Cette voie est prometteuse, mais pas légère. Leur résumé note que les signatures SPHINCS+ standard font près de 8 Ko, bien que des optimisations spécifiques à Bitcoin puissent les ramener entre environ 3,1 Ko et 4,0 Ko selon les limites d'utilisation. Antoine Poinsot a par la suite décrit ces schémas comme des outils de « bris de glace » utiles, même s'ils rendraient Bitcoin moins attractif pour les dépenses ordinaires.
3. Schémas de migration et de récupération
Une troisième famille d'alternatives se concentre moins sur de nouveaux formats de dépenses permanents que sur la mécanique de migration. L'aperçu 2025 de Chaincode regroupe des propositions telles que le pay-to-quantum-resistant-hash et le commit-delay-reveal parmi les principales stratégies faisant l'objet de discussions actives pour la préparation quantique de Bitcoin.
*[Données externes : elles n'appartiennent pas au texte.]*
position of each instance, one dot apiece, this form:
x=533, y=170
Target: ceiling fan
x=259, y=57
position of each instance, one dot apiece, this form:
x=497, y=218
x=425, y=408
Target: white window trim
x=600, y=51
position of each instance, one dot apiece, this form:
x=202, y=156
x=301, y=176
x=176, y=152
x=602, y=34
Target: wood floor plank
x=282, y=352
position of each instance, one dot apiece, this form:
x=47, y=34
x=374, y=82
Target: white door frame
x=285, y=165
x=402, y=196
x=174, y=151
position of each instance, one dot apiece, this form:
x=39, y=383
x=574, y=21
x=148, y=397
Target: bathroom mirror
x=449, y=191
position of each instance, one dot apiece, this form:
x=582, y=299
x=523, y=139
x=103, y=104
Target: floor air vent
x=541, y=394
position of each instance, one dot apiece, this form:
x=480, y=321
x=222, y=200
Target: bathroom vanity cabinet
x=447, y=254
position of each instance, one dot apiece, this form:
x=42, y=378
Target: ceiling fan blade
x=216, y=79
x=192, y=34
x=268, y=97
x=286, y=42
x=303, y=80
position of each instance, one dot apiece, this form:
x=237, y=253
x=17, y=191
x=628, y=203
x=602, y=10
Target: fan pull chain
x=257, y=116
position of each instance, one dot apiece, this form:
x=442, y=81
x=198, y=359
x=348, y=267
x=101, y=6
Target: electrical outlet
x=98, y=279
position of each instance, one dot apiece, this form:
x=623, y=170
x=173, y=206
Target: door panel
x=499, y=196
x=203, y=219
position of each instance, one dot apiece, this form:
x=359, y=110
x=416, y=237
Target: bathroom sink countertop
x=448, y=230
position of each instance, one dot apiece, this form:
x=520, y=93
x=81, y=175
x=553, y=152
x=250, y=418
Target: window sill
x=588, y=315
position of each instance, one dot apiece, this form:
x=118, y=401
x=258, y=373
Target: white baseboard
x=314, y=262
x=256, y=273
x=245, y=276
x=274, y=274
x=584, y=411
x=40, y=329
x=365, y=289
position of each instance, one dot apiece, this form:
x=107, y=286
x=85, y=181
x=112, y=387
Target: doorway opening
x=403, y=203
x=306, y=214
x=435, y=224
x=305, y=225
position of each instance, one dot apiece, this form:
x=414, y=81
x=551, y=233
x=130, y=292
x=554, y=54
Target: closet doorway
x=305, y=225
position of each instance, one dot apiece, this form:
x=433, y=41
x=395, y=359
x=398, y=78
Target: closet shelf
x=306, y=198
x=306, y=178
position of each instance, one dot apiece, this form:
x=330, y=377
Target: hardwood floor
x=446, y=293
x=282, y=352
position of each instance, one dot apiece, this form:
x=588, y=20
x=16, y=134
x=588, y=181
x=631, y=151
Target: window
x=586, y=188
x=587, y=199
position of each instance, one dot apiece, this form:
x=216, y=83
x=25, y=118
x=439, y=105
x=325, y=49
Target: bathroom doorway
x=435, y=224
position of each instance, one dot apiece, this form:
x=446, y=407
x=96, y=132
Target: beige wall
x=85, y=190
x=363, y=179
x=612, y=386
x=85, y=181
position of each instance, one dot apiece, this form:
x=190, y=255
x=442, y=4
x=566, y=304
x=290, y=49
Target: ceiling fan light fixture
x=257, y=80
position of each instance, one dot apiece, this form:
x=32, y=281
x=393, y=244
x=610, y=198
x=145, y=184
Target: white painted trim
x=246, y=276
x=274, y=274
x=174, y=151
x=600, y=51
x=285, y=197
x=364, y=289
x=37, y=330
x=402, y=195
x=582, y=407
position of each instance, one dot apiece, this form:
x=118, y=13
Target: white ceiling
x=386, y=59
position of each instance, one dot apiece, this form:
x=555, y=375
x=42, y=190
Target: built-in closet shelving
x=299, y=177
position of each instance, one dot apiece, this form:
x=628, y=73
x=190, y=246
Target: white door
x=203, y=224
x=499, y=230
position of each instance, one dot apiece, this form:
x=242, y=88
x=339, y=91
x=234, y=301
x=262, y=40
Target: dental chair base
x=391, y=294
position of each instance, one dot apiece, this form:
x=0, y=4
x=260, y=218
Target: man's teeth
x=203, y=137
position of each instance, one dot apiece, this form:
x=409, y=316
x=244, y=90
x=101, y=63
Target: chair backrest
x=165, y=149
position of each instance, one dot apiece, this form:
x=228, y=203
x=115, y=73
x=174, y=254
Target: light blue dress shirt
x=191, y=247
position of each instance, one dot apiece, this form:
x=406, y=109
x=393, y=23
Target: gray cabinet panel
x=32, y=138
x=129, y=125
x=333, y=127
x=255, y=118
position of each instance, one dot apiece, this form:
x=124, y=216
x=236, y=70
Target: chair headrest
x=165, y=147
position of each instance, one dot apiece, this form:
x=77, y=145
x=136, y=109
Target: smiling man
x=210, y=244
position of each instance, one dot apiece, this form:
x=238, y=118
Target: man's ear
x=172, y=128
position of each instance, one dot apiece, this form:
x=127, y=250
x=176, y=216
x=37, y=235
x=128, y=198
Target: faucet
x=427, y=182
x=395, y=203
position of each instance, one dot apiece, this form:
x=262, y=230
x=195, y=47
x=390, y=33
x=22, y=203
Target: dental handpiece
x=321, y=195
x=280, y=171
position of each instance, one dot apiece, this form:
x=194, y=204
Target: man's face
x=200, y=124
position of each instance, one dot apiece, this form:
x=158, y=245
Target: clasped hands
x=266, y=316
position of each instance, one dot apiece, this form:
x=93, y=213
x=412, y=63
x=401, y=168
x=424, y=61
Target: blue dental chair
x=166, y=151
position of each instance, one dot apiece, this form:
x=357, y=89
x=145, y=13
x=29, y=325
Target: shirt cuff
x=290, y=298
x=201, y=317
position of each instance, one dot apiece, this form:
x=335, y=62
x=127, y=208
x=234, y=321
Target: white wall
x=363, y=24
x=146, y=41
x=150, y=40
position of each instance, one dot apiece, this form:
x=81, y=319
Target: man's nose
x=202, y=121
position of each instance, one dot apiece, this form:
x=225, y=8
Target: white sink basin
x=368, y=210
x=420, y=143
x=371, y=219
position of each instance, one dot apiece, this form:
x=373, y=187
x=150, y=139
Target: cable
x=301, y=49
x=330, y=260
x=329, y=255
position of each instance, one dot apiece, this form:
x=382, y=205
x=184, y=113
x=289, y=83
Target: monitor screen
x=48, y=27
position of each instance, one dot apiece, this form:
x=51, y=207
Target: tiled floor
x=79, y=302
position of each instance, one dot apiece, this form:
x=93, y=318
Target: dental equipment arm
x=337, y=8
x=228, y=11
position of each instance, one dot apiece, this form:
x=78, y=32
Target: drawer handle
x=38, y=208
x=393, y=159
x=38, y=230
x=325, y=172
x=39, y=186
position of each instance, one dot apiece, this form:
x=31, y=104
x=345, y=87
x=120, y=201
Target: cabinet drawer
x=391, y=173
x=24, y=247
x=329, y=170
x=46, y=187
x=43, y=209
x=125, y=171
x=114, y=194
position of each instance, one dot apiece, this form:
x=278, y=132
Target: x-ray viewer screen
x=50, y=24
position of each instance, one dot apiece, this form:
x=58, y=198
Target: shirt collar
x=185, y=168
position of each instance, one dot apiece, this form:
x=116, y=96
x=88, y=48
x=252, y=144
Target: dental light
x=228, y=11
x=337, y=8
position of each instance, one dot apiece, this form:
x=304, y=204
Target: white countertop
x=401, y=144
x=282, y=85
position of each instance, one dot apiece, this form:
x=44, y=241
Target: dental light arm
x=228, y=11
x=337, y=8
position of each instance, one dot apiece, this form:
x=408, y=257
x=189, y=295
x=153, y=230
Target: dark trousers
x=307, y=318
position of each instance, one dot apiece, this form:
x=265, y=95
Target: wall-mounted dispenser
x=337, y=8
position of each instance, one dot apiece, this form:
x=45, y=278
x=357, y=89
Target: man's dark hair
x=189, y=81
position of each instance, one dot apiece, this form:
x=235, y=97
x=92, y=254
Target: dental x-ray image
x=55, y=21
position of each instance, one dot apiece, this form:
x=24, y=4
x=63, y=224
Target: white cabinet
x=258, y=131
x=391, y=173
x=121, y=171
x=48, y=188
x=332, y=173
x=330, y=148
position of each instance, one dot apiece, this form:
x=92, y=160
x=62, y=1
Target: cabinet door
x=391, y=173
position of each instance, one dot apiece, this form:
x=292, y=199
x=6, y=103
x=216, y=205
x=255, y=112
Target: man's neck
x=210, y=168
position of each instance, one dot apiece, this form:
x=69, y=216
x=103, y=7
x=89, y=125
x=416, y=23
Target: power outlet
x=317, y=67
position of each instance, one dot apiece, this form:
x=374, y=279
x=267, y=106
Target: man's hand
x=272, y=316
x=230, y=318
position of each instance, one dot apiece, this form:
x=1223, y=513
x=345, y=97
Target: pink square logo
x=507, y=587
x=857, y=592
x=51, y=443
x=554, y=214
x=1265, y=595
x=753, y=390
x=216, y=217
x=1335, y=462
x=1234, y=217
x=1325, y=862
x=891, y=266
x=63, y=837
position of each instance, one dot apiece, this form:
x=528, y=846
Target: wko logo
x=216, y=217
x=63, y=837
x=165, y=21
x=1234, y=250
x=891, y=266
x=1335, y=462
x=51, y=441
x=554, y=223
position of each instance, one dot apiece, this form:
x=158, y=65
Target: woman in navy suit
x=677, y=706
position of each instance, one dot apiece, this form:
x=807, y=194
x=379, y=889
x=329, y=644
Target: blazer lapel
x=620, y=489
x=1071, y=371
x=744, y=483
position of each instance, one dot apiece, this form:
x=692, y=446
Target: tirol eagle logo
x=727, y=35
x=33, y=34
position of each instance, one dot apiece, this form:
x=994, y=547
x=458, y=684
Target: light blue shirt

L'article d'Anchorage Digital de mars 2026 intitulé « Quantum Turnstile » pousse cette idée plus loin avec un système de migration basé sur des preuves de connaissance à divulgation nulle de connaissance (zero-knowledge), permettant aux utilisateurs de déplacer des fonds à partir de registres ancrés par hachage après la désactivation des chemins de signature non sécurisés. C'est plus complexe que le BIP-360, mais cela s'attaque directement au problème de la migration.
Dernières réflexions
Le BIP-360 importe parce qu'il transforme le débat sur le quantique de Bitcoin en quelque chose de concret. Plutôt que des avertissements abstraits, il propose un projet d'architecture visant à limiter les risques liés aux clés exposées longtemps, tout en laissant de la place pour de futures mises à niveau de signatures post-quantiques.
En même temps, la proposition n'est clairement pas la seule option sérieuse. La migration basée sur Taproot, les défenses adossées à des covenants et les approches directes de signatures basées sur les hachages restent toutes des composantes actives de ce même espace de conception.
C'est pourquoi le BIP-360 doit probablement être perçu moins comme une réponse définitive que comme une proposition de coordination. Sa véritable importance réside dans le fait qu'il oblige Bitcoin à choisir sa stratégie de préparation avant que l'urgence ne remplace l'optionalité.